Rouler des pelles au néant de et avec Lucas Hérault, collaboration artistique de Nadia Vadori-Gauthier
Rouler des pelles au néant, de et avec Lucas Hérault, collaboration artistique de Nadia Vadori-Gauthier
«Ce qu’il y a de beau dans le monde, dit ce jeune auteur-acteur, est la différence de points de vue. Le problème : on peut s’enfermer dans une pensée unique, binaire et déconnectée de nos corps. On en viendrait à avoir peur de vivre et de penser par nous-mêmes. La connexion au corps et à la pensée nous permet de dire «non» à ces injonctions, pour nous relier à la puissance de nos vies. »
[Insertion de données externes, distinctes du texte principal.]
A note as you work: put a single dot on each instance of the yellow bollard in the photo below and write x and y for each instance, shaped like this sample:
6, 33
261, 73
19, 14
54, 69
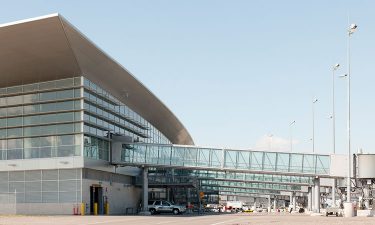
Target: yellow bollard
107, 208
95, 208
82, 209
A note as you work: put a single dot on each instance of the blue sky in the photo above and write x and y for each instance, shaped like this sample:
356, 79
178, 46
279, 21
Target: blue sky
237, 72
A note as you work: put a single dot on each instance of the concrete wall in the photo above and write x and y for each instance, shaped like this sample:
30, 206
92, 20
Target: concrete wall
38, 208
120, 196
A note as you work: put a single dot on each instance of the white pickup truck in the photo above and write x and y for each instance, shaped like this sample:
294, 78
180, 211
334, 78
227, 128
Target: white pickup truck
162, 206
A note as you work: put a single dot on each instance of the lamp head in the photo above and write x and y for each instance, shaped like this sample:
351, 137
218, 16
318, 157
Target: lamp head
352, 28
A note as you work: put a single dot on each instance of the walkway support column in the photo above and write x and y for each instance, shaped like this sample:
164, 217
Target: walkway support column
145, 192
317, 195
269, 203
255, 204
309, 198
334, 181
275, 204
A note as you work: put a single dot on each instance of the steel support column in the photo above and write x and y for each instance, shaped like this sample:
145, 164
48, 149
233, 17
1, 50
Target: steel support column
309, 199
316, 195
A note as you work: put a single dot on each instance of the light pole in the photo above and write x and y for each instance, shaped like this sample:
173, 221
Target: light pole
291, 136
269, 141
313, 109
352, 28
335, 67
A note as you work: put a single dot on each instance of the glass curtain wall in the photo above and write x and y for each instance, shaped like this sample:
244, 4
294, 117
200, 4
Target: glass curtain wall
41, 120
105, 114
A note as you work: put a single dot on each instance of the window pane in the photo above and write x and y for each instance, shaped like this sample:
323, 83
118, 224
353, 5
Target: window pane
65, 94
3, 133
48, 107
65, 106
65, 140
14, 100
14, 111
14, 154
16, 121
47, 96
31, 109
65, 151
47, 85
47, 141
15, 143
31, 142
30, 153
3, 122
51, 129
30, 87
3, 144
48, 118
63, 117
14, 132
45, 152
31, 120
3, 112
65, 128
31, 131
31, 98
65, 82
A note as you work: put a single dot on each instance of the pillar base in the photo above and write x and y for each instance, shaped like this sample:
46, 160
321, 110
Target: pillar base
348, 209
145, 213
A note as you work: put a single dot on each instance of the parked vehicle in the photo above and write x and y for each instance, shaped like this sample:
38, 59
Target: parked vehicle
161, 206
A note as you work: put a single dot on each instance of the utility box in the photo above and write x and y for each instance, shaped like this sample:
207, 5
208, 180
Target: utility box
366, 166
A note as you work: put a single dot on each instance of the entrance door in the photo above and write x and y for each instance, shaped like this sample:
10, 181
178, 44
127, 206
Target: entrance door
96, 196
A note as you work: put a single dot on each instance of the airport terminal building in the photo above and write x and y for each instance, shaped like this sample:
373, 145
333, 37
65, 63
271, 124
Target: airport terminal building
78, 131
62, 103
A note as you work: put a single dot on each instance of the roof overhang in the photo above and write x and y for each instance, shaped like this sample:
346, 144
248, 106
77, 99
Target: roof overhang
48, 48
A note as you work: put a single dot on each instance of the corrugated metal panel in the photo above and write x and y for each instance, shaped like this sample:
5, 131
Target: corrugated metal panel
66, 197
4, 186
49, 174
3, 176
18, 186
70, 185
33, 197
49, 186
50, 197
33, 186
67, 174
33, 175
17, 176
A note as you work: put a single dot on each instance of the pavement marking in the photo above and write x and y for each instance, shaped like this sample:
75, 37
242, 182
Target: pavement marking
111, 221
226, 221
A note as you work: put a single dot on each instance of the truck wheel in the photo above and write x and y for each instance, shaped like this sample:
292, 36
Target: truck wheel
176, 211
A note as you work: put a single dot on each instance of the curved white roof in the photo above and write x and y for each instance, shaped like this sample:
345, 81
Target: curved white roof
48, 48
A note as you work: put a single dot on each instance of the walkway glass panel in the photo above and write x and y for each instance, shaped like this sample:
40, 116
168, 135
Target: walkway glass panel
230, 160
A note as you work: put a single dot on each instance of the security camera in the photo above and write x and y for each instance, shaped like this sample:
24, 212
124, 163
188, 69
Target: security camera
353, 26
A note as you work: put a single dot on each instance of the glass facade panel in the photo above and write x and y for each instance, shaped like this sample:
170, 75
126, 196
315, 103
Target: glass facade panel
27, 116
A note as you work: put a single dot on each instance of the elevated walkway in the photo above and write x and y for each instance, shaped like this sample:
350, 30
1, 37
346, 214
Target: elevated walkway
221, 160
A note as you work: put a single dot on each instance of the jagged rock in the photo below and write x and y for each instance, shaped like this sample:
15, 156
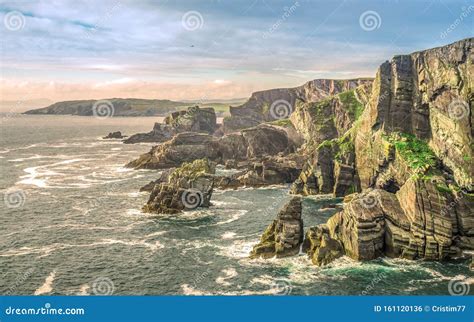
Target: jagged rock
184, 147
114, 135
160, 133
263, 140
185, 188
320, 247
267, 171
285, 235
273, 104
420, 221
194, 119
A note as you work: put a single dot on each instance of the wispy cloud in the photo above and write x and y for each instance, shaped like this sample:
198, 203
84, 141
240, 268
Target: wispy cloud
141, 47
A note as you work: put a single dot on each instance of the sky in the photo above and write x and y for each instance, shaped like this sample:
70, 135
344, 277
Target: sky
204, 50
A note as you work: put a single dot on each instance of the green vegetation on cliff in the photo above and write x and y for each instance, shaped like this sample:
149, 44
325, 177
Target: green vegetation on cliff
414, 151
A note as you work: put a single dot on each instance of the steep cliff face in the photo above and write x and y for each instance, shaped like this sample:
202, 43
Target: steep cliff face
280, 103
329, 131
427, 94
413, 159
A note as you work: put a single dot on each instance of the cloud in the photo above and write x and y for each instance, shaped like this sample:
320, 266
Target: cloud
138, 47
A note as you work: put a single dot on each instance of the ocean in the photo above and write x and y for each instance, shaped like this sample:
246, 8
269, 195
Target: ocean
71, 224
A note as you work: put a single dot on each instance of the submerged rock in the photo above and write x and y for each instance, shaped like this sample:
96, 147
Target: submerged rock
185, 188
285, 235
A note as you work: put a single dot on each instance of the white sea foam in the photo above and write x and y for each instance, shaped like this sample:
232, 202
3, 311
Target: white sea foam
47, 286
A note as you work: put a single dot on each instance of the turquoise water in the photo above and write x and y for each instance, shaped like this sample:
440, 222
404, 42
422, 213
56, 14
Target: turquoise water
72, 224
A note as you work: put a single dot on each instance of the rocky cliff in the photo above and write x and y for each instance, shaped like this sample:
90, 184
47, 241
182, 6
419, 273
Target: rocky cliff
193, 119
280, 103
408, 157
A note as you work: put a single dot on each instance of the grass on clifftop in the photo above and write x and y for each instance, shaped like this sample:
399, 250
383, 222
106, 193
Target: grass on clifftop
414, 151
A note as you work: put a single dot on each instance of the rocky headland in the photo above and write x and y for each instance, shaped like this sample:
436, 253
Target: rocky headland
398, 148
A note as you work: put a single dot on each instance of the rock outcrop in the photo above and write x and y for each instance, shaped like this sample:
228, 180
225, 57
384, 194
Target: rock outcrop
184, 147
269, 170
194, 119
284, 236
412, 155
114, 135
185, 188
279, 103
254, 143
111, 107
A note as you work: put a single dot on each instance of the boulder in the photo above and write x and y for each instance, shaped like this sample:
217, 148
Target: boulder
285, 235
255, 143
185, 188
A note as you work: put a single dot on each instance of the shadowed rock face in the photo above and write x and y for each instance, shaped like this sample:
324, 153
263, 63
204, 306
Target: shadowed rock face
284, 236
194, 119
427, 94
185, 188
279, 103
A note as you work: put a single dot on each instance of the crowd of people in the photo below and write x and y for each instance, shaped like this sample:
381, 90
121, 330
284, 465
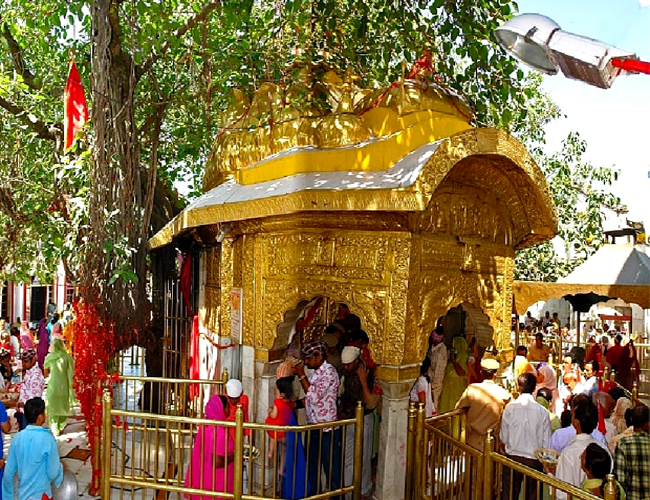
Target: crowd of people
36, 385
590, 423
328, 379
Sur le petit plateau nu, trois chaises de bistrot en bois; dans le fond, une peluche de gros chat noir qu’il confiera par deux fois à un spectatrice au premier rang. Et soigneusement pliés, des pulls ou gilets souvent curieux de forme et de couleurs qu’il enfilera au fur et à mesure. En une heure pile, Lucas Hérault, seul en scène, réussit à créer des personnages mais aussi un univers à la fois physique et mental des plus étonnants fondé sur une remarquable gestuelle avec juste quelques gromelots et phrases déjantées du type: «Je suis complètement beau. » « Ce qui compte, c’est la matière ». « Si tu n’as pas un bon bois, tu as un meuble de merde. «Moi, ce que j’aime, c’est les belles lignes. » Et cette absurde injonction : « Rouler des pelles au néant » une courte phrase qui a donné son titre à ce spectacle hors-normes. Il y a ainsi entre autres un dialogue muet avec deux personnages assis Louis et Natacha ou il incarne en quelques minutes un garçon de café qui n’arrête pas de virevolter entre les tables, son plateau ( invisible) à la main. Ou un beau jeune homme séducteur dans un bal. Ou encore une jeune femme….Toujours sans autres accessoires ou partenaires que ces trois chaises en bois.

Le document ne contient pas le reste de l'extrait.